One of the great modern guitar amp designers, Bruce Egnater's career stretches back over three decades, during which time he's worked with many top artists and consulted for several other top manufacturers.
We've looked at the small but perfectly formed Tweaker 15 Head, which took MusicRadar's 2010 head of the year prize, and its big brother, the Tweaker 88. Now we're revisiting the range to look at what could be the most popular model, the Tweaker 40 1 x 12 combo.
"Using a Fender Custom Shop Nocaster, it takes just seconds to dial the amp in for what many would consider an archetypal Tele sound."
The Tweaker 40 combo is a neatly proportioned package with a higher level of attention to detail than you'll find on many offshore-made amplifiers. As you'd expect, the electronics are PCB-mounted, including the valve bases, however, the standard of the boards and their components is very good indeed, as is the wiring. Overall, it's smart and very portable and should easily handle years of gigging without any issues.
We have two channels with separate gain and volume controls, sharing a standard bass, mid and treble EQ. Both channels have a quartet of switches that have a dramatic effect on tone shaping.
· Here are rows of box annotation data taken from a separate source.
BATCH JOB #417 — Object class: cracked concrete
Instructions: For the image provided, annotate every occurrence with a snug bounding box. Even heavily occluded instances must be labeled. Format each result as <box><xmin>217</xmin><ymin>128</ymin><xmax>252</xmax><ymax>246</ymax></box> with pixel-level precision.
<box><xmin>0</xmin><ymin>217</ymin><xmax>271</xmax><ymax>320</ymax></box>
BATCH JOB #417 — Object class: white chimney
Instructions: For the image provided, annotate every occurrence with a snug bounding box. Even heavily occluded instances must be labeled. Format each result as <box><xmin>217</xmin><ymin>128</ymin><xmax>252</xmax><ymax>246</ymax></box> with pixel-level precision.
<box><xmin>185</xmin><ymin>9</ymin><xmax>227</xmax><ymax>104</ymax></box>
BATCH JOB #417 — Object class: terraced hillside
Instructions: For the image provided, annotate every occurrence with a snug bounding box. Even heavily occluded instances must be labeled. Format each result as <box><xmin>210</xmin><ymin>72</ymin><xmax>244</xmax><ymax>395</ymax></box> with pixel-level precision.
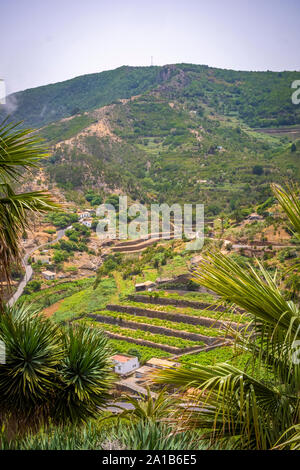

There's a gain preset that configures the channel either for predominantly clean tones with a bit of mild overdrive, or more overdriven effects, going from a decent crunch through to a high gain solo tone. There's also a bright switch, a mid-cut and a tight/deep bass switch.
The EQ network has another three-way toggle that lets you 're-wire' the controls to emulate British and American tones as well as the unique sounds of a well-known EL84-powered British amp. Both master controls also have toggle switches labelled vintage/modern, which modify the power amp EQ, boosting the lows and highs in modern mode for a more aggressive edge.
On the rear panel, you'll find a series effects loop with switchable levels, a pair of speaker outlets with switchable impedance and the jack for the two-button footswitch, which changes channels and switches the effects loop in or out.
The Tweaker 40's two channels are identical, but with so much range, they can sound radically different. We start out by setting up channel one for a sweet, 'Blackface'-style rhythm tone with just a hint of grind. Using a Fender Custom Shop Nocaster, it takes just seconds to dial the amp in for what many would consider an archetypal Tele sound, perfect for Steve Cropper-style choppy chords and doublestops.
Swapping the Tele for a Gibson Les Paul, we move to channel two and quickly find a dead ringer for Brian May's full-on overdrive, as well as a great bluesy crunch tone with a sparkling top end that is perfect for classic rock chords or lead - think Aerosmith or Led Zeppelin I and II.
There's more than enough volume from the dual-6L6 output stage and single 12-inch speaker to cope with most small gigs; however, move the masters beyond two o'clock and you lose a little of the definition. The switchable effects loop works well with stompboxes and line-level rack effects, adding considerably to the amps versatility.
Aimed primarily at weekend warriors and semi pros, the Tweaker 40 sits in a highly competitive sector where many brands compete for your hard-earned cash; however, few can boast the Egnater's pedigree or its very boutique features, let alone the living room-friendly styling and attention to detail.
We think the Tweaker 40 is a superb club amp; the fact that it doesn't cost an arm and a leg is a positive bonus that could have you laughing all the way to the bank… and gig!